Und werktags bietet sich Morgen für Morgen dasselbe groteske Schauspiel: derselbe Jaguar, dasselbe Motorrad, derselbe Motorroller. Nach kurzer Zeit kommen nacheinander die jeweiligen Besitzer der Fahrzeuge raus. Verschlagene Gesichter wie aus einem Gangster-Cartoon. Sie schauen sich verstohlen um. Mustern die Wartenden an der Haltestelle misstrauisch, so als hätten diese kein Recht, dort auf den Bus zu warten. Sie stecken weiße Briefumschläge in die Tasche und fahren weg.

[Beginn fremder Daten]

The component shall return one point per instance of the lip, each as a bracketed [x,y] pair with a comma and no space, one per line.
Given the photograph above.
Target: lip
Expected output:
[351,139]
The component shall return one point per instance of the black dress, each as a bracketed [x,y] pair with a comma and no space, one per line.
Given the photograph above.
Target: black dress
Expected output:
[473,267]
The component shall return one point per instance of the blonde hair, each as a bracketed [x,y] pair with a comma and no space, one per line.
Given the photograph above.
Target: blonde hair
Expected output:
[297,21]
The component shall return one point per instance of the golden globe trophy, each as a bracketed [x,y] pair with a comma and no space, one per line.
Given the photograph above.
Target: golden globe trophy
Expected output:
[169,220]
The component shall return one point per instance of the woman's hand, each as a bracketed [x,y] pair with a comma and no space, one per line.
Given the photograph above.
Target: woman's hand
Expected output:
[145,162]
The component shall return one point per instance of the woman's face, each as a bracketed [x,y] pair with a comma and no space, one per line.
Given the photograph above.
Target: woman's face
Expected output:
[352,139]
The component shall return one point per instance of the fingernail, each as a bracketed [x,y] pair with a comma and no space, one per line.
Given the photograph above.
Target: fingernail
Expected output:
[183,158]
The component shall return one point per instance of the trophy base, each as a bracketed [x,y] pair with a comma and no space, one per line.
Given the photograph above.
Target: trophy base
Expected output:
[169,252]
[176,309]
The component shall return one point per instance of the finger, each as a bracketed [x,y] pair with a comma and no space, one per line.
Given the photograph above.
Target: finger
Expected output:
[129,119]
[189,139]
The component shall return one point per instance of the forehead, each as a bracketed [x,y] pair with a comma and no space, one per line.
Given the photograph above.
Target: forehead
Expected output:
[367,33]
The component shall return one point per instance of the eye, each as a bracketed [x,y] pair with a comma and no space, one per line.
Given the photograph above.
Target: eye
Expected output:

Zwischendurch öffnet sich oben die Balkontür, und ein hagerer Angestellter, so um die Ende 50, steckt den Kopf heraus, um zu rauchen. Auch er mustert die unten Wartenden mit einem Blick aus Misstrauen und Verachtung. So ähnlich, wie man sich missgünstige Blicke von verheirateten Männern einfängt, die gerade aus einem Bordell rauskommen und die unschuldigen Passanten für ihre Fehltritte verantwortlich machen.
Jeden Tag dieselbe Szene und dieselben vier verschlagenen Gaunergesichter, die dort Finanzdienste in Anspruch nehmen. Ein Schelm, der Böses dabei denkt – gerade im Licht der Panama-Papers und angesichts einer ermordeten Journalistin, die diesen Dingen nachging.